Colleges operate like other firms in the economy, using capital and labor to produce goods and services. Specifically, a school takes tuition (net of financial aid) and donations and uses these resources to pay capital (classrooms, dorms, etc.) and labor (professors, administrators, maintenance, etc.) to produce education services.
Now, colleges could insist that all donations apply to each year and apply each year’s receipts to that year’s operating costs. But not all donors want to give a bit each year. For a variety of reasons, some donors want to give a large chunk of wealth at a single point. The school is happy to provide a second service: financial management services that accept the endowment of wealth and effectively transform it into an annuity that provides funds to cover operating expenses. This is the key insight: The endowment is the result of a service valued by the donors.

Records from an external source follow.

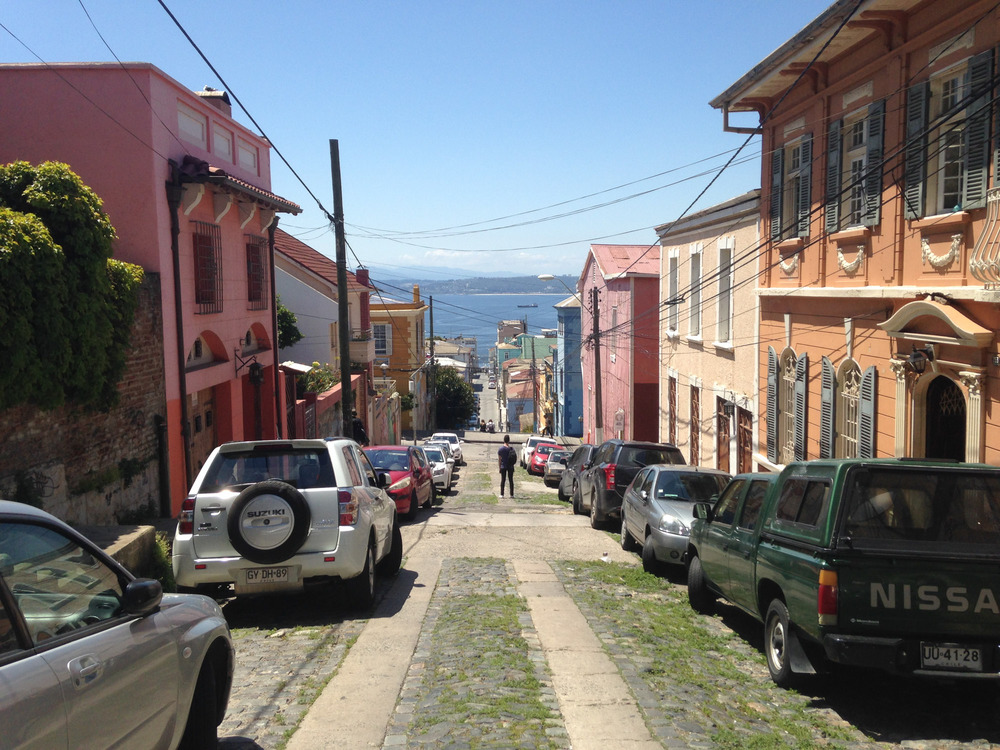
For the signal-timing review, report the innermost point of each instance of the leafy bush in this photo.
(67, 309)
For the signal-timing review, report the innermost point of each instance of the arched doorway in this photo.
(946, 423)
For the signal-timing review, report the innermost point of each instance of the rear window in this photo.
(634, 456)
(932, 507)
(671, 485)
(303, 469)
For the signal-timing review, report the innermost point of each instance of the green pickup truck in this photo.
(892, 564)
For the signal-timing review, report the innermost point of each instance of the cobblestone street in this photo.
(476, 651)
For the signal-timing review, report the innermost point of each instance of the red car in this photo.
(411, 483)
(536, 465)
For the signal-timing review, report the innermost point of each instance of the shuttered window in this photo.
(948, 146)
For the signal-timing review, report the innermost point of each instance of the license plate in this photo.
(260, 576)
(951, 656)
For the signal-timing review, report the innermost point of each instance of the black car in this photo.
(602, 484)
(571, 475)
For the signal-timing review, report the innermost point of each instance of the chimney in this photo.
(218, 99)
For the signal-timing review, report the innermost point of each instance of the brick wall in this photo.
(96, 468)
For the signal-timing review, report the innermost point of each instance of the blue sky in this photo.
(490, 120)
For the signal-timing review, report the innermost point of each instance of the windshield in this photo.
(387, 460)
(930, 506)
(689, 486)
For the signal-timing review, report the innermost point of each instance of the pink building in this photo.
(619, 287)
(187, 189)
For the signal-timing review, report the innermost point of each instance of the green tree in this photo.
(288, 329)
(67, 307)
(454, 400)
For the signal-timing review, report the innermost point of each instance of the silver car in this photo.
(90, 656)
(658, 507)
(441, 466)
(269, 516)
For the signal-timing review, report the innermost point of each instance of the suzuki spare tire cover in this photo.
(268, 522)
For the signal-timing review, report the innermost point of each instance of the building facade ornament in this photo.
(940, 261)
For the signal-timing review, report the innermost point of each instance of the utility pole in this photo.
(430, 378)
(598, 400)
(343, 311)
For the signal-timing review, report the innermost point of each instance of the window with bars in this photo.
(207, 240)
(256, 273)
(694, 296)
(787, 384)
(847, 410)
(724, 306)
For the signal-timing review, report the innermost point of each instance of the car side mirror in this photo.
(703, 511)
(142, 596)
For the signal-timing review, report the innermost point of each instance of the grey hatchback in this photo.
(658, 509)
(92, 657)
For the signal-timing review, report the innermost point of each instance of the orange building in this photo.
(878, 288)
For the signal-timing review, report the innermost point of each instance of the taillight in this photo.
(186, 518)
(826, 602)
(348, 508)
(609, 477)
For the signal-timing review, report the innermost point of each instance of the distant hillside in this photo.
(482, 285)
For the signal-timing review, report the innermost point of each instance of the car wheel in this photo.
(777, 637)
(202, 730)
(268, 522)
(628, 543)
(700, 597)
(362, 587)
(389, 565)
(596, 519)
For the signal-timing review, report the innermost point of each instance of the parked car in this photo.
(577, 463)
(441, 464)
(411, 484)
(614, 465)
(539, 456)
(554, 466)
(658, 508)
(888, 564)
(90, 656)
(454, 442)
(269, 516)
(529, 446)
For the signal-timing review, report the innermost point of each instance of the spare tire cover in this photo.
(268, 522)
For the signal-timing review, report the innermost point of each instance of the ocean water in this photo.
(477, 315)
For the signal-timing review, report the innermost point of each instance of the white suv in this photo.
(454, 442)
(277, 515)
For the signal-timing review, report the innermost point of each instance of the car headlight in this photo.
(402, 484)
(673, 525)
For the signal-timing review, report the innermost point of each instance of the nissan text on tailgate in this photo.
(887, 563)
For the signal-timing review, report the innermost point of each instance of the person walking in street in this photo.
(507, 460)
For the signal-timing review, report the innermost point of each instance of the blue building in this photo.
(567, 371)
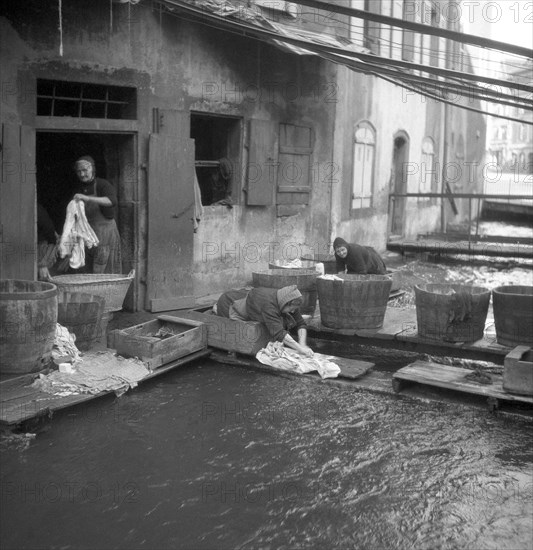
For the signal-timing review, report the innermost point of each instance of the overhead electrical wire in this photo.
(422, 28)
(372, 64)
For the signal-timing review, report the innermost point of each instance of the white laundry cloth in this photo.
(276, 355)
(77, 234)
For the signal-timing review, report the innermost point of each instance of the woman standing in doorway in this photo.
(100, 200)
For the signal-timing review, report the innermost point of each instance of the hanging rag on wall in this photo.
(198, 208)
(77, 234)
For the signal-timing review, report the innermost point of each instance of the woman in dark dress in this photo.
(354, 258)
(100, 200)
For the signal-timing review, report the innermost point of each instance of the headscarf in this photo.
(86, 160)
(288, 294)
(339, 241)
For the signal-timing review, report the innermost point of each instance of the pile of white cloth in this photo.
(77, 234)
(99, 372)
(330, 277)
(278, 356)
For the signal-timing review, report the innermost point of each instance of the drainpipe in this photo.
(444, 157)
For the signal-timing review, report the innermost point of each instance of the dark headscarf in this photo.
(339, 241)
(89, 159)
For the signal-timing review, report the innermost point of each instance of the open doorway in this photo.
(114, 156)
(400, 159)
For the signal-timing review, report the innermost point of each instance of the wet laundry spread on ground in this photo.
(98, 372)
(276, 355)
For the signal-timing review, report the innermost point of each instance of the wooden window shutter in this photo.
(261, 173)
(294, 166)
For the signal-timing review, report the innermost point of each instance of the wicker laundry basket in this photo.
(113, 287)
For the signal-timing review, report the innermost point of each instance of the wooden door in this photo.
(170, 209)
(18, 226)
(261, 173)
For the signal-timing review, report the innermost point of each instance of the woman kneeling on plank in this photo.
(354, 258)
(278, 309)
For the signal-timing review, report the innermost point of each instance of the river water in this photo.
(220, 457)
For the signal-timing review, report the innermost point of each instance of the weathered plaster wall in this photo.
(172, 63)
(390, 110)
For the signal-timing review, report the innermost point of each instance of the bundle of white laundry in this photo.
(276, 355)
(77, 234)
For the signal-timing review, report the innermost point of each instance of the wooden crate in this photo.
(518, 371)
(140, 340)
(236, 336)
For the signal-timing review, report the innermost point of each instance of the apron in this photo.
(106, 257)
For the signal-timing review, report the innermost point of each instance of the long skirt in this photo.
(107, 256)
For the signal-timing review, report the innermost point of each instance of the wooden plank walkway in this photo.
(436, 246)
(20, 402)
(454, 378)
(351, 369)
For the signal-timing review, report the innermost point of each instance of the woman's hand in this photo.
(306, 351)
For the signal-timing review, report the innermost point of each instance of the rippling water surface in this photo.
(226, 457)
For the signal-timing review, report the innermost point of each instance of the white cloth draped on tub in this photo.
(77, 234)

What happens if you levy a tax on the value of the endowment? In the absence of a way to give the money back to the donors and start over, the existing money in the endowment is “sunk” and cannot be changed. The tax will reduce the resources available from the annuity and the shortfall will be shifted to either the labor (lower wages) or the students (higher tuition or lower financial aid).
What about new donations? Donors will still want to give in large chunks, but there will be no reason to rely on college-based endowment as the means to turn it into an annuitized gift. Some other financial entity can easily step in and provide such a service. The financial service of annuitizing the gifts will be shifted outside the colleges and universities and the annual gifts will flow unimpeded – and untaxed.

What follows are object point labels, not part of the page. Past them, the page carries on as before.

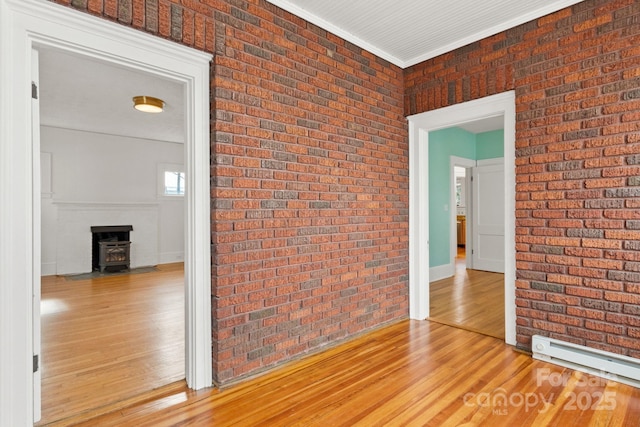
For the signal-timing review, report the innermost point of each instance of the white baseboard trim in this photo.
(170, 257)
(441, 272)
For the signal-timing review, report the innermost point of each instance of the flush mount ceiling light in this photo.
(148, 104)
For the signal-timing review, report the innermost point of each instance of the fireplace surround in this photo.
(110, 247)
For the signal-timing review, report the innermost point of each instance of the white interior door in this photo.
(37, 228)
(488, 217)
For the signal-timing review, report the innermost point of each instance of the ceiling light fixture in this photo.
(148, 104)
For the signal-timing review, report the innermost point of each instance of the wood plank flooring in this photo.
(472, 300)
(411, 373)
(109, 339)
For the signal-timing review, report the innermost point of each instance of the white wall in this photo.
(109, 173)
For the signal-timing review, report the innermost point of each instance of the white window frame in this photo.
(170, 167)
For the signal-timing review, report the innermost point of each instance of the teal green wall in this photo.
(442, 145)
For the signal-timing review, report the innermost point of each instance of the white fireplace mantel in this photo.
(73, 233)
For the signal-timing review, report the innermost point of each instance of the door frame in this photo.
(420, 125)
(31, 23)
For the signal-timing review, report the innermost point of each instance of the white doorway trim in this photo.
(419, 127)
(31, 23)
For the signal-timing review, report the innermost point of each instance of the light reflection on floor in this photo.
(52, 306)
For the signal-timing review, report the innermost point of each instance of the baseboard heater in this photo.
(616, 367)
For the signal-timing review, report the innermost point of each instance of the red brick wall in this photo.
(576, 74)
(309, 178)
(310, 189)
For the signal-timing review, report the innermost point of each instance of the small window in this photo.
(171, 180)
(173, 183)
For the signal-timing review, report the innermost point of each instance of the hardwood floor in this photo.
(411, 373)
(109, 339)
(472, 300)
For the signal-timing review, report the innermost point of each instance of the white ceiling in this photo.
(82, 93)
(406, 32)
(88, 94)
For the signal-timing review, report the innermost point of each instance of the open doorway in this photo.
(467, 283)
(108, 336)
(31, 25)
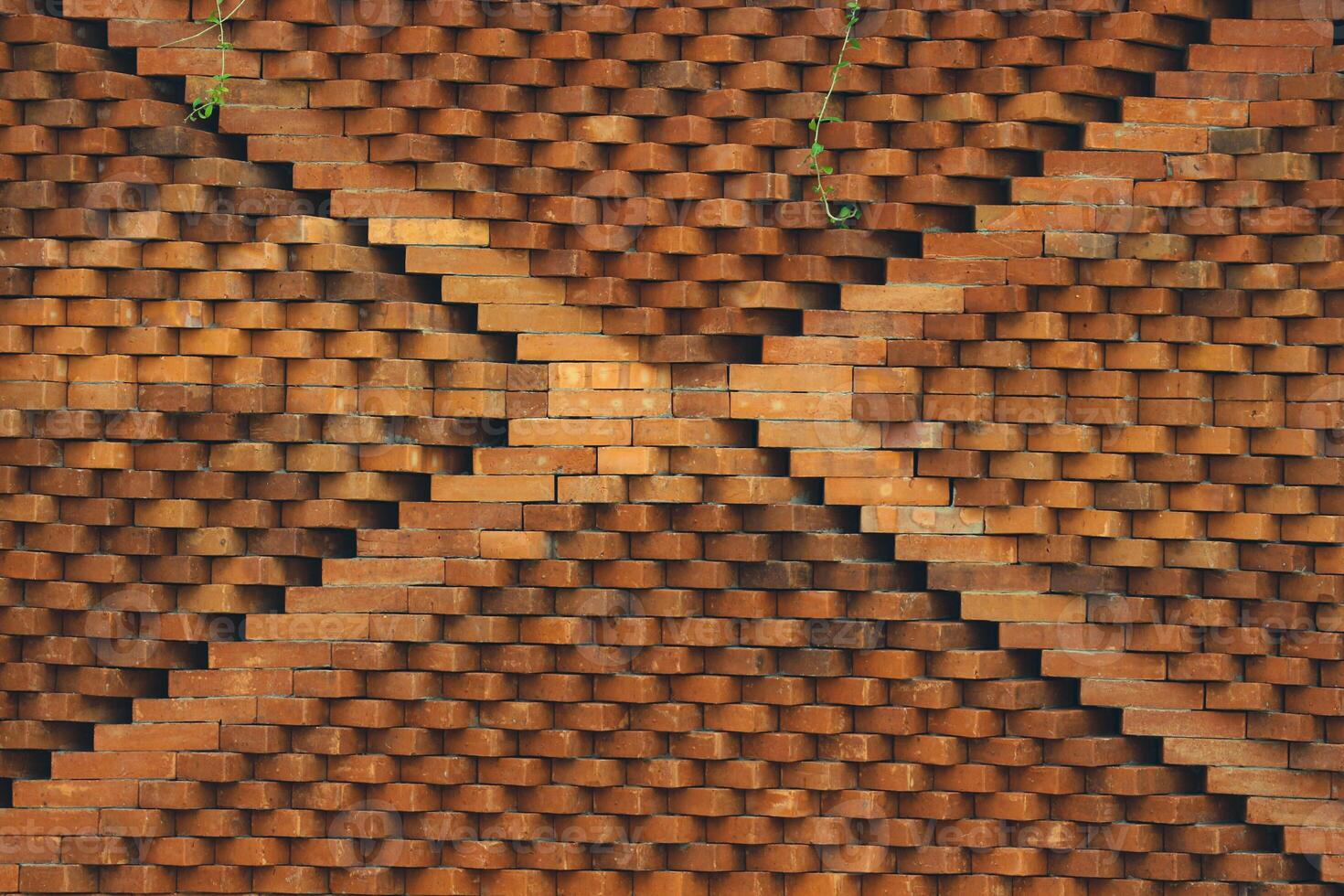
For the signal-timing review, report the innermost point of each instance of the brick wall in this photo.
(469, 463)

In short: In the near-term, the students and university employees will bear the brunt of the tax, while over the longer term the tax will fail to raise any revenue and will only make donors worse off by forcing them to re-configure their affairs with new financial management. (The same analysis will apply to a tax on the earnings from the endowment.)
This may not be what the proposal’s authors had in mind. But it does raise a second important question: Should colleges be tax-exempt to begin with?

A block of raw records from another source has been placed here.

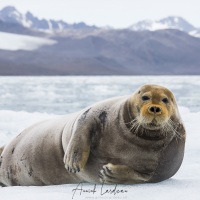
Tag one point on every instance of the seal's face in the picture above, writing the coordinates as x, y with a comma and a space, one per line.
154, 106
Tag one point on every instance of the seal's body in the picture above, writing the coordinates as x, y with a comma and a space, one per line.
134, 139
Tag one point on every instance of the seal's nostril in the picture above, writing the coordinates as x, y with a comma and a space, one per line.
155, 109
152, 109
158, 109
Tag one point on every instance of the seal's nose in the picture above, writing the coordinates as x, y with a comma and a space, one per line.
156, 110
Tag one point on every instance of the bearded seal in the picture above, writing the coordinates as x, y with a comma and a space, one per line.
131, 139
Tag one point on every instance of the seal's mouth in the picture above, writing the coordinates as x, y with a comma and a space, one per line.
153, 125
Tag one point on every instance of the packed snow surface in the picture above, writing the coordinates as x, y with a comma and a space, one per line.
77, 92
13, 42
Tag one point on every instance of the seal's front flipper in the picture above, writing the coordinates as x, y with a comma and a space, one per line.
78, 150
121, 174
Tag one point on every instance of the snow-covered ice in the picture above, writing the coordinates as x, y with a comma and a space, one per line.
13, 42
183, 185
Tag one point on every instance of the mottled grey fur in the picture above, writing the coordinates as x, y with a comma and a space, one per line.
78, 147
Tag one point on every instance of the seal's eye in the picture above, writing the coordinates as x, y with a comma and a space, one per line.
165, 100
145, 98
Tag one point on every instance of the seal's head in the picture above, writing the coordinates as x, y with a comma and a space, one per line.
153, 107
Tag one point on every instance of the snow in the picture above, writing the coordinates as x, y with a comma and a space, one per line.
13, 42
183, 185
195, 33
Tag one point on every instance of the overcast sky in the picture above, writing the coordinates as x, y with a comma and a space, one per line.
116, 13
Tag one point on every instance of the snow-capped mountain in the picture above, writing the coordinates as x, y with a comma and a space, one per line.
172, 22
10, 14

Tax scholar Scott Hodge recently kicked up a bit of a furor with his paper on taxing the non-profit sector. But at its core were two entirely sensible observations. First, “Many industries exempted from the income tax were designated as such in the Wilson-Gorman Tariff Act of 1894 and the Tax Act of 1909, but they reflect the social norms of the 19th century, not our 21st century economy.” Second, “The tax-exempt sector is overdue for review and reform. The U.S. needs a principled, rules-based approach to 1) distinguish between benevolent organizations and tax-exempt businesses, and 2) level the playing field between the business activities of nonprofit and for-profit entities.”
The tax treatment of endowments and endowment income should flow directly from such a re-classification, with those of social merit being tax-exempt and the remainder taxed under the same rules for taxing capital and capital income as other firms in the economy.
Tax policy inevitably boils down to a combination of value judgments and understanding the complex reactions of the overall system to a tax. Taxing endowments is no different.
Fact of the Day
The Biden Administration’s regulatory cost total now stands at nearly $1.78 trillion – about the same as Australia’s GDP.